While DiagHunter is useful for identifying synteny blocks, it does not permit interactive querying of features in a genomic comparison. GenoPix2D provides this function, allowing highlighting of groups of genes (for example, synteny blocks found by DiagHunter) or sets of genes showing a specified level of similarity to two genes from the genomes being compared. GenoPix2D (a Tcl/Tk-based comparative, two-dimensional 'extension' of the GenomePixelizer software [20, 21]) can also generate PostScript output files of essentially any size, including query results and simple annotations added during a session of the program.

As more genome sequences are completed, it becomes increasingly important for researchers to be able to reproduce and reanalyze reports of genomic comparisons. It should also be possible to redo comparisons efficiently as genome assemblies are updated and reannotated. For example, several seminal genome-scale comparisons of internal duplications in the Arabidopsis thaliana genome have identified large internal synteny blocks, or segmental duplications (for example [18, 19, 22, 23]), but depended on custom bioinformatics efforts and extensive pre- and post-processing tailored to the Arabidopsis genome. Comparable predictions of segmental duplications in Arabidopsis can be carried out using DiagHunter on a standard, single-processor desktop computer in about 10 minutes if provided with parsed BLAST [24] data (which can be generated in about a day, including the underlying BLAST analysis, with accompanying scripts). Samples from these comparisons are shown in Figure 1.

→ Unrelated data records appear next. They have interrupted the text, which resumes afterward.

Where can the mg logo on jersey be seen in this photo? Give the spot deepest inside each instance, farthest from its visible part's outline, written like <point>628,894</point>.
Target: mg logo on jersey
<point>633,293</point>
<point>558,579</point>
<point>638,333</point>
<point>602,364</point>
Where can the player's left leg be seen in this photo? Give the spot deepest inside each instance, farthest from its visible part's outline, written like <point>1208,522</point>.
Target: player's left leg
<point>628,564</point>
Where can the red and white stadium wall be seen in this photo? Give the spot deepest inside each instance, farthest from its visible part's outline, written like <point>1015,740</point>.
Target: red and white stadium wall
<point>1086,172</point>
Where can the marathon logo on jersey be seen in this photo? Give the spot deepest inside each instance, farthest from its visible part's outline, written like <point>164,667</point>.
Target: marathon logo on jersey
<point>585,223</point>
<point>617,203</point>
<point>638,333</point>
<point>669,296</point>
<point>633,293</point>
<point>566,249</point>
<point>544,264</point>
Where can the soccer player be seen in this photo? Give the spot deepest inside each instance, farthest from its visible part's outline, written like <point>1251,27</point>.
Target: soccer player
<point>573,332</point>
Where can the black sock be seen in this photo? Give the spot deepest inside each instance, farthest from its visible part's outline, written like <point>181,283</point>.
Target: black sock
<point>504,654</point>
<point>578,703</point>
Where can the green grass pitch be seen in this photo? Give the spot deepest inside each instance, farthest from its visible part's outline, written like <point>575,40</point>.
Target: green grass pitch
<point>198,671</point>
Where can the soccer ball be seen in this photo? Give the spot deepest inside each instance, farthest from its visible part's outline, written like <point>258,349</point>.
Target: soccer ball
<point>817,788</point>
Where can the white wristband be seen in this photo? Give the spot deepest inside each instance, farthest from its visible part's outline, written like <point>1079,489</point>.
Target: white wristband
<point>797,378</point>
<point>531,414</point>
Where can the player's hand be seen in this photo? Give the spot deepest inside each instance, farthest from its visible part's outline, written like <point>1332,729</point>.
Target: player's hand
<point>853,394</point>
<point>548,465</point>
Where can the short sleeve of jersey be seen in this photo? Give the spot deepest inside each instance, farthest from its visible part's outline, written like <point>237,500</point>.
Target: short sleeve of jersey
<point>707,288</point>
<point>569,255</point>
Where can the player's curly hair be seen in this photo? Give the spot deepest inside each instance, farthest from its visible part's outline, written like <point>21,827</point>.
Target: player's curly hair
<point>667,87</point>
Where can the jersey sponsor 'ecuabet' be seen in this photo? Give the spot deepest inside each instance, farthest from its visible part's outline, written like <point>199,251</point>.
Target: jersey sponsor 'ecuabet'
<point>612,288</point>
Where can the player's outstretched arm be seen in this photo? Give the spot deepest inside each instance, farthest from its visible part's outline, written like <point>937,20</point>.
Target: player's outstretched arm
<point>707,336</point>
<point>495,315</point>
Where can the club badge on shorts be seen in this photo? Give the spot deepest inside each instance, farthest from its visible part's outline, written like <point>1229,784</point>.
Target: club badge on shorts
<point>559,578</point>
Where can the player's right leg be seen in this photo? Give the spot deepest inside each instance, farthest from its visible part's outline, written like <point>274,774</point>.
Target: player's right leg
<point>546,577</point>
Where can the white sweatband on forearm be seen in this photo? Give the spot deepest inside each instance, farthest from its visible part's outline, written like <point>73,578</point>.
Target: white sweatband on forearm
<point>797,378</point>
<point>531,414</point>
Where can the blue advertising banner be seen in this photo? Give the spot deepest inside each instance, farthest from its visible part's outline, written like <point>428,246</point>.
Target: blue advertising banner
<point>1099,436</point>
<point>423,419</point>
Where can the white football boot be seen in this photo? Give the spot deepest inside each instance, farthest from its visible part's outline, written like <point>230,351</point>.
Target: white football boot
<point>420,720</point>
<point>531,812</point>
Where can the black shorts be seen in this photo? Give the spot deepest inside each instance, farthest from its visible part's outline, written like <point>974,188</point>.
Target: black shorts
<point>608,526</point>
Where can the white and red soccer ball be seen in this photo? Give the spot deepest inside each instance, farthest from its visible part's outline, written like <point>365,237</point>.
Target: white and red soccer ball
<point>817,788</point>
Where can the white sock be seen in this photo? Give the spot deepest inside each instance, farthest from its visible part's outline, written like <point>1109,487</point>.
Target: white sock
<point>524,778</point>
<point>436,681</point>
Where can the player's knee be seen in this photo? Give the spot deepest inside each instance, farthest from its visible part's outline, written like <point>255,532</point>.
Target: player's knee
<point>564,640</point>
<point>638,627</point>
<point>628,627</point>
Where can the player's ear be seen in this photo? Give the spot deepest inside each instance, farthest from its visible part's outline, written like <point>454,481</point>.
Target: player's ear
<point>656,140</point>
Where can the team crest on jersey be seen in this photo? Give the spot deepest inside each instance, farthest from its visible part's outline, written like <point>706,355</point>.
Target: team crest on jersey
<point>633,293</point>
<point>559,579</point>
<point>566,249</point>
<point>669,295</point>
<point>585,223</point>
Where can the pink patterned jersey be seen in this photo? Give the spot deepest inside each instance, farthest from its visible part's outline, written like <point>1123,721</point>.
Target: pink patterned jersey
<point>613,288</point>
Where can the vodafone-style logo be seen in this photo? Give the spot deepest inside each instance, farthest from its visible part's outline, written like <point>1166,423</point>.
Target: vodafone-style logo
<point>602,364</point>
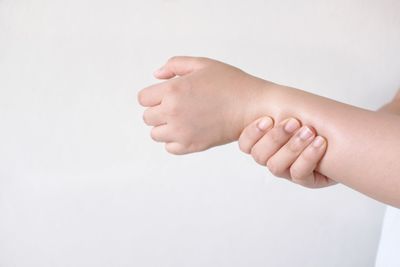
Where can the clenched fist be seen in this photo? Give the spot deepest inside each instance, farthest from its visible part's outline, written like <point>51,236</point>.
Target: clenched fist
<point>202,103</point>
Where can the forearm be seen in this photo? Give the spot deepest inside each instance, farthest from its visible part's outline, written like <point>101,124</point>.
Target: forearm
<point>363,146</point>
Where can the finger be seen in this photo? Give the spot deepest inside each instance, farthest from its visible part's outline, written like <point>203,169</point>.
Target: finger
<point>252,133</point>
<point>154,116</point>
<point>273,140</point>
<point>302,169</point>
<point>175,148</point>
<point>162,133</point>
<point>280,162</point>
<point>151,96</point>
<point>179,65</point>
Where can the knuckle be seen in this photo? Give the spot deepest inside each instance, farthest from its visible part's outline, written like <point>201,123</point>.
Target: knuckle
<point>293,147</point>
<point>243,147</point>
<point>274,168</point>
<point>171,106</point>
<point>154,134</point>
<point>258,156</point>
<point>145,118</point>
<point>173,59</point>
<point>275,136</point>
<point>298,176</point>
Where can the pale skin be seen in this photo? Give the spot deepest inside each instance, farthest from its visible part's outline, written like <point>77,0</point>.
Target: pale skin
<point>293,150</point>
<point>204,103</point>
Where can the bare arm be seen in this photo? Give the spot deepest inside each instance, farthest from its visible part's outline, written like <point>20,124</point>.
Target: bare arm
<point>209,103</point>
<point>364,146</point>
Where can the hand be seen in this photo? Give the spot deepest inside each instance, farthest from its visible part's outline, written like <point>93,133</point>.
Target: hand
<point>207,105</point>
<point>288,150</point>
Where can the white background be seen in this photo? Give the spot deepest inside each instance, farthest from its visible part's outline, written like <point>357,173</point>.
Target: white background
<point>81,182</point>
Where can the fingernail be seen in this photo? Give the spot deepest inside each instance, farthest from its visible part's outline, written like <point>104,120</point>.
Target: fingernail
<point>305,133</point>
<point>264,123</point>
<point>291,125</point>
<point>318,142</point>
<point>159,71</point>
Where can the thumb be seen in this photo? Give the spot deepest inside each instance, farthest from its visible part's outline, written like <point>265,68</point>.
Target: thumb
<point>179,66</point>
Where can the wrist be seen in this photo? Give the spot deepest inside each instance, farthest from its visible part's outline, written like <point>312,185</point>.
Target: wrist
<point>261,103</point>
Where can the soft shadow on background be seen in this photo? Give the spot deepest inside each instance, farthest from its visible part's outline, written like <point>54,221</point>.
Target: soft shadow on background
<point>82,183</point>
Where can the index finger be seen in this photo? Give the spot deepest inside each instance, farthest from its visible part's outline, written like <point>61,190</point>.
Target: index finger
<point>151,96</point>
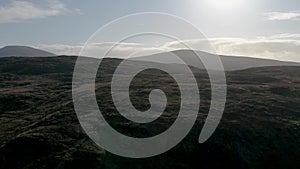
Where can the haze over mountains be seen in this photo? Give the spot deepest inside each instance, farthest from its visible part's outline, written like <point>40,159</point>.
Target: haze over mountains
<point>229,62</point>
<point>23,51</point>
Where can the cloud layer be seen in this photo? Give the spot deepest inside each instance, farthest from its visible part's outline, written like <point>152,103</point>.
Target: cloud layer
<point>282,15</point>
<point>284,47</point>
<point>18,11</point>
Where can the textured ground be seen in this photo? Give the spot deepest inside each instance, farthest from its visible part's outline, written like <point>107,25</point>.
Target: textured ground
<point>260,127</point>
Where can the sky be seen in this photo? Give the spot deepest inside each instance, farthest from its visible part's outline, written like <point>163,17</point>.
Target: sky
<point>254,28</point>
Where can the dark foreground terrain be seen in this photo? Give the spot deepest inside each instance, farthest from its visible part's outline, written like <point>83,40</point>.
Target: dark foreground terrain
<point>260,127</point>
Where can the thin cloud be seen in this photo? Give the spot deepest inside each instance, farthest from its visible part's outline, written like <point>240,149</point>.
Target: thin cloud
<point>279,16</point>
<point>285,47</point>
<point>121,50</point>
<point>18,11</point>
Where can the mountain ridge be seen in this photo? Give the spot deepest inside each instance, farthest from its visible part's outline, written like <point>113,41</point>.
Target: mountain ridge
<point>24,51</point>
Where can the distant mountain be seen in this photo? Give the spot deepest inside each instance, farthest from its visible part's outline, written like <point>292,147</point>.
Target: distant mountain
<point>229,62</point>
<point>25,51</point>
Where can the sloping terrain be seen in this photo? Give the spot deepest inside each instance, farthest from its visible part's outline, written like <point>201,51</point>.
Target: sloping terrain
<point>24,51</point>
<point>260,127</point>
<point>229,62</point>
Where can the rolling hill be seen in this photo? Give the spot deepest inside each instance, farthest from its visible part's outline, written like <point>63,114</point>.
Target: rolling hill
<point>24,51</point>
<point>39,128</point>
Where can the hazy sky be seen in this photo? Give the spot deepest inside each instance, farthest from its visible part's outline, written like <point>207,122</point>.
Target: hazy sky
<point>259,28</point>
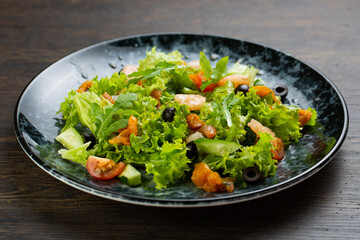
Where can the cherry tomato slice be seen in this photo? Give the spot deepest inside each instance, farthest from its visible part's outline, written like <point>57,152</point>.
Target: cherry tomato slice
<point>278,151</point>
<point>103,168</point>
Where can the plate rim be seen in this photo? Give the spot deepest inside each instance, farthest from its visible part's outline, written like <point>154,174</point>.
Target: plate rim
<point>211,201</point>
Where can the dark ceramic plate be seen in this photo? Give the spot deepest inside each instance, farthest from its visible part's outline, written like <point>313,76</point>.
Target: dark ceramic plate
<point>37,124</point>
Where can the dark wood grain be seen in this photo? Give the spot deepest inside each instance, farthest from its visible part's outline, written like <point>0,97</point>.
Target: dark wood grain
<point>33,34</point>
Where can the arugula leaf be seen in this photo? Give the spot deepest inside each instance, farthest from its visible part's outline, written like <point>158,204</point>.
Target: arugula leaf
<point>205,65</point>
<point>213,75</point>
<point>154,57</point>
<point>149,73</point>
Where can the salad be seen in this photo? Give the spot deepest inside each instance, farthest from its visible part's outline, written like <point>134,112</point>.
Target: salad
<point>175,121</point>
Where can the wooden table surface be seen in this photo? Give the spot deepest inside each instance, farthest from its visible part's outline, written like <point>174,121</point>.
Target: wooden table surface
<point>34,34</point>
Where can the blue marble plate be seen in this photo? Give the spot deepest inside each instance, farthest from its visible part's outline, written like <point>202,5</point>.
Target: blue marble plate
<point>37,124</point>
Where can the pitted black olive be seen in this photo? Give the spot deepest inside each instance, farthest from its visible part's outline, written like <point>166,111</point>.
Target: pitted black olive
<point>281,91</point>
<point>89,137</point>
<point>242,88</point>
<point>168,114</point>
<point>251,174</point>
<point>191,151</point>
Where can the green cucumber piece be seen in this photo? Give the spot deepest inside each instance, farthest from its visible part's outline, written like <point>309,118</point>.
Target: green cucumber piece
<point>130,176</point>
<point>216,147</point>
<point>70,138</point>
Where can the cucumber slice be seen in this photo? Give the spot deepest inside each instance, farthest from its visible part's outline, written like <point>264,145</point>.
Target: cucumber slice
<point>216,147</point>
<point>70,138</point>
<point>130,176</point>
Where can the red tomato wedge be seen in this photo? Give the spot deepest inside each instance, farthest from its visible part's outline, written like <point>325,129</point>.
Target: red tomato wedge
<point>103,168</point>
<point>278,151</point>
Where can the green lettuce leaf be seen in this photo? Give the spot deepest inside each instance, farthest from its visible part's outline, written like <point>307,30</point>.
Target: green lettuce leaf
<point>170,165</point>
<point>103,119</point>
<point>258,155</point>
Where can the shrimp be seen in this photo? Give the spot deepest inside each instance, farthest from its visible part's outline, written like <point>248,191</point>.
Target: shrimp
<point>193,101</point>
<point>236,79</point>
<point>204,178</point>
<point>129,69</point>
<point>194,65</point>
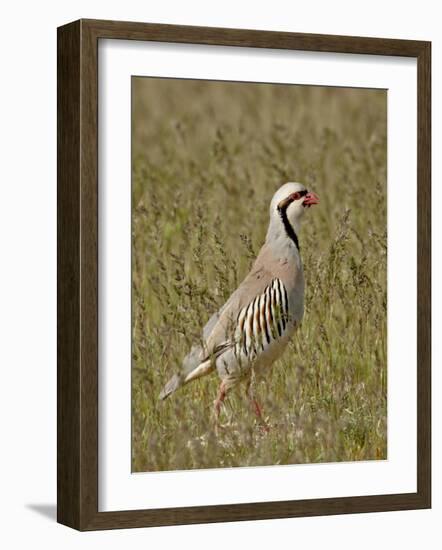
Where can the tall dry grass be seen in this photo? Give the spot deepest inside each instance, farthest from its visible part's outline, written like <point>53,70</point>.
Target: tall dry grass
<point>207,158</point>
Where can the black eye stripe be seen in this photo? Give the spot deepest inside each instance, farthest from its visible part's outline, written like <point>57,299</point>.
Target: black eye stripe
<point>299,194</point>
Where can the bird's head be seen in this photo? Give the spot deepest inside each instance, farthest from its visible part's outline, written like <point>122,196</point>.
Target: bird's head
<point>287,208</point>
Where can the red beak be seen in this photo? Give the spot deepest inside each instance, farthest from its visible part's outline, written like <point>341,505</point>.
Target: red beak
<point>311,198</point>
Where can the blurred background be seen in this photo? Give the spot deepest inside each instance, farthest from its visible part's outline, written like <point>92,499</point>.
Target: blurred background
<point>206,160</point>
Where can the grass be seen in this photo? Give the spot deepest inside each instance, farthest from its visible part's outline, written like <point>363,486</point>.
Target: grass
<point>206,160</point>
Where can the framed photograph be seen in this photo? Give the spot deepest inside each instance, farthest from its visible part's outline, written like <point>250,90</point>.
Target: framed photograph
<point>243,274</point>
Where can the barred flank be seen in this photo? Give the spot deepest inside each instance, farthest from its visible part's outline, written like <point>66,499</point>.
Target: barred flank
<point>263,320</point>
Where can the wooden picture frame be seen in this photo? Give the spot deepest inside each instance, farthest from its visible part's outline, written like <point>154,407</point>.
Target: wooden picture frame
<point>77,462</point>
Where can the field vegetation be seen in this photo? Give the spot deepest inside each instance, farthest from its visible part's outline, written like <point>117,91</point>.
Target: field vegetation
<point>206,160</point>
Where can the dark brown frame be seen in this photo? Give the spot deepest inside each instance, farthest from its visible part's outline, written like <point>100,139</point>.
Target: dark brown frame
<point>77,223</point>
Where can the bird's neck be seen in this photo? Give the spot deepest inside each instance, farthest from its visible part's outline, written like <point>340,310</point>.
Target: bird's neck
<point>283,232</point>
<point>284,241</point>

The DiagHunter/GenoPix2D distribution includes scripts that allow processing of genomic data from various input formats (National Center for Biotechnology Information (NCBI) genomic protein data sets, The Institute for Genomic Research (TIGR) pseudochromosome assemblies, or Ensembl [14] gene queries), to produce finished images and predictions of synteny blocks. Other input formats should be easily accommodated. DiagHunter has been tested primarily with comparisons of predicted genes, but also works with DNA or other comparisons that generate similarity matrices. Certain genomic material, such as comparisons of highly repetitive heterochromatic DNA, present particular challenges, but comparisons between these regions can be masked and excluded from the analysis.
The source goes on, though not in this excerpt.